Iran makes a U-turn on Ukrainian plane crash, admits it unintentionally downed airliner and killed all 176 onboard
Iran announced early Saturday that it had accidentally shot down a Ukrainian passenger jet, blaming human error because of what it called the plane’s sharp, unexpected turn toward a sensitive military base, according to a statement issued by the country’s military.
Iran announced early Saturday that it had accidentally shot down a Ukrainian passenger jet, blaming human error because of what it called the plane’s sharp, unexpected turn toward a sensitive military base, according to a statement issued by the country’s military
The announcement reversed Iran’s claims that mechanical issues caused the crash of the aircraft on Wednesday, which killed all 176 people aboard
It had previously denied that Iranian military defenses had downed the aircraft, a Boeing 737-800
Tehran: Iran announced early Saturday that it had accidentally shot down a Ukrainian passenger jet, blaming human error because of what it called the plane’s sharp, unexpected turn toward a sensitive military base, according to a statement issued by the country’s military.
The announcement reversed Iran’s claims that mechanical issues caused the crash of the aircraft on Wednesday, which killed all 176 people aboard. It had previously denied that Iranian military defenses had downed the aircraft, a Boeing 737-800.

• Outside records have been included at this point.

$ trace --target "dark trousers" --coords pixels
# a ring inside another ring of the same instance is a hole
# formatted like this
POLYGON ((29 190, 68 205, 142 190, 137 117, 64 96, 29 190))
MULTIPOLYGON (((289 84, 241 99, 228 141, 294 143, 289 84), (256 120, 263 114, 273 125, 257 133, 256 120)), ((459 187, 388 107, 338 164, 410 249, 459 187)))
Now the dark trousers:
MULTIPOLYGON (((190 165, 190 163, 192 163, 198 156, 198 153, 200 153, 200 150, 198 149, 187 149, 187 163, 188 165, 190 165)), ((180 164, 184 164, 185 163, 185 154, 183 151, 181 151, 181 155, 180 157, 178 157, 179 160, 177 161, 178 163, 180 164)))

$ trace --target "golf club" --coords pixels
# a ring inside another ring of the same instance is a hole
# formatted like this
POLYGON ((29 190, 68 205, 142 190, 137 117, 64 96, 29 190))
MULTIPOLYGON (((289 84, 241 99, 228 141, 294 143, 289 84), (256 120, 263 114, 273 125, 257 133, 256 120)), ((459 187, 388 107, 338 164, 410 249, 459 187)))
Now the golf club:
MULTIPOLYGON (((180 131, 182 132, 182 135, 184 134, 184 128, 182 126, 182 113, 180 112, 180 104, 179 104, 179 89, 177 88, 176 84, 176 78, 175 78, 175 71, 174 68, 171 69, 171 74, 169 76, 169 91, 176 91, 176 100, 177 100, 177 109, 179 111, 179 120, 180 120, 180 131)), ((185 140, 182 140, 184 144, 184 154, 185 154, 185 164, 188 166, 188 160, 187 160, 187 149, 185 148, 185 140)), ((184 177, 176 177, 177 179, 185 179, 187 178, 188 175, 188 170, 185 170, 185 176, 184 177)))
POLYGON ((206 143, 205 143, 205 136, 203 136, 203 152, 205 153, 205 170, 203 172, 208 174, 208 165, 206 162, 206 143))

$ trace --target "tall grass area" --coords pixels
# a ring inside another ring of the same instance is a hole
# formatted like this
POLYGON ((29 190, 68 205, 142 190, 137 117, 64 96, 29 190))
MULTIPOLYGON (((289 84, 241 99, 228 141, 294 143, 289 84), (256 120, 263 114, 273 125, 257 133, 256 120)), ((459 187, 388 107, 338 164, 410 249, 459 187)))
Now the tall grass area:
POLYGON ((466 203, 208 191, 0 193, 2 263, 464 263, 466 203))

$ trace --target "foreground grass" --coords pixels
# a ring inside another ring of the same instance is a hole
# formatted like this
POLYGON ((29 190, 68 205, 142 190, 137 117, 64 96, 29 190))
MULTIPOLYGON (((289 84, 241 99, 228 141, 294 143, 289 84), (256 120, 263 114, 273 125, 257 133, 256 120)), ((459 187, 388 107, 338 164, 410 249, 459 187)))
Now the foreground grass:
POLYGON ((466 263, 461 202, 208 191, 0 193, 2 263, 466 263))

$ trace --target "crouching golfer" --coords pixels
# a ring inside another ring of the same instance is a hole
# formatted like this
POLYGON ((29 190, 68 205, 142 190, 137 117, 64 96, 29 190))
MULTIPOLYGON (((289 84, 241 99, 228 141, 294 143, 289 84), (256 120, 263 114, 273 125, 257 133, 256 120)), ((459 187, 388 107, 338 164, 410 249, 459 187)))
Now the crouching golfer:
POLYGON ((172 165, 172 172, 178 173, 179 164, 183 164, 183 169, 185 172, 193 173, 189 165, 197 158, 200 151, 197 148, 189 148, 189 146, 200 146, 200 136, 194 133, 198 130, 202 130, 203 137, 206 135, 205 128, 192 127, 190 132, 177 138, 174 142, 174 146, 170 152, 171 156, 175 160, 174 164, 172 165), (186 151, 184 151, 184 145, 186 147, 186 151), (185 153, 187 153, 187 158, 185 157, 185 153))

The Iranian military's statement said the plane “took the flying posture and altitude of an enemy target” as it came close to a Revolutionary Guard base. It said that “under these circumstances, because of human error,” the plane “came under fire.”
International pressure had been building on Iran to take responsibility. American and allied intelligence assessments have said that Iranian missiles brought down the plane, most likely by accident, amid the heightened tensions between the United States and Iran.
Suspicions that an Iranian missile had brought down the plane began immediately after Wednesday morning’s crash — just hours after Iran fired missiles at two bases in Iraq housing U.S. forces.
Official Iranian news media had cited technical problems as the cause in the hours after the crash. Iran’s Civil Aviation Organization chief, Ali Abedzadeh, doubled down on that assessment Friday, saying nothing could be determined until the data from the black boxes was analyzed, and he characterized statements made by other nations as politically motivated.
But by late Friday, officials were considering acknowledging that Iranian missiles brought down the jet, according to four Iranians familiar with the deliberations. The government was also weighing whether to blame faulty jet equipment.
An Iranian report released Thursday said that the plane, bound for the Ukrainian capital of Kyiv, was in flames before it hit the ground but sent no distress signal.
Video verified by The New York Times and published Thursday appeared to show a missile fired from Iranian territory hitting the plane, Ukraine International Airlines Flight 752. The video showed a small explosion as the plane flew above Parand, a city near the airport — where it stopped transmitting its signal before it crashed. The plane turned back toward the airport before it crashed, other videos verified by The Times showed.
When Iran began firing missiles early Wednesday in retaliation for the killing of Gen. Qassem Soleimani by the United States in Baghdad, international airlines rerouted flights away from Iran, and the Federal Aviation Administration barred American carriers from the airspace in the region. After the crash, experts raised questions about why Iranian authorities had not stopped flights in and out of Tehran.
In Iran, a debate over how much blame the government bears threatened to destroy the national solidarity that followed the country’s conflict with the United States. Many Iranians said that their anger over the lack of accountability at the highest levels of government had quickly returned.
On Friday, Secretary of State Mike Pompeo said that the United States and its allies had intelligence showing that the passenger jet had been shot down.
“We do believe that it’s likely that the plane was shot down by an Iranian missile,” Pompeo said at a briefing at the White House announcing new sanctions against Iran. “We’re going to let the investigation play out before we make a final determination. It’s important that we get to the bottom of it.”
Pompeo was the first US official to publicly confirm the intelligence assessments.
Prime Minister Justin Trudeau of Canada, citing a preliminary review of the evidence, called for a full investigation “to be convinced beyond all doubt.” The jetliner was carrying 57 Canadians among its 176 passengers and crew.
“We recognize that this may have been done accidentally,” Trudeau said at a news conference in Ottawa. “The evidence suggests very clearly a possible and probable cause for the crash.”
President Volodymyr Zelenskiy of Ukraine made clear on Friday that Western governments had not initially shared the evidence underpinning their assessments that Iran had brought down the Ukrainian jet, though later a spokeswoman said that U.S. officials had handed over more information.
Ukrainian officials also analyzed the plane’s flight pattern Friday and determined it had stayed within the normal corridor for flights out of Tehran’s Imam Khomeini International Airport, Ukraine’s foreign minister, Vadym Prystaiko, said at a news conference.
State television in Iran aired footage that it said showed two black boxes recovered from the crash site. Processing their data could take more than a month, and the investigation could take up to two years, Hassan Rezaeifar, head of the Iranian investigation team, said Friday.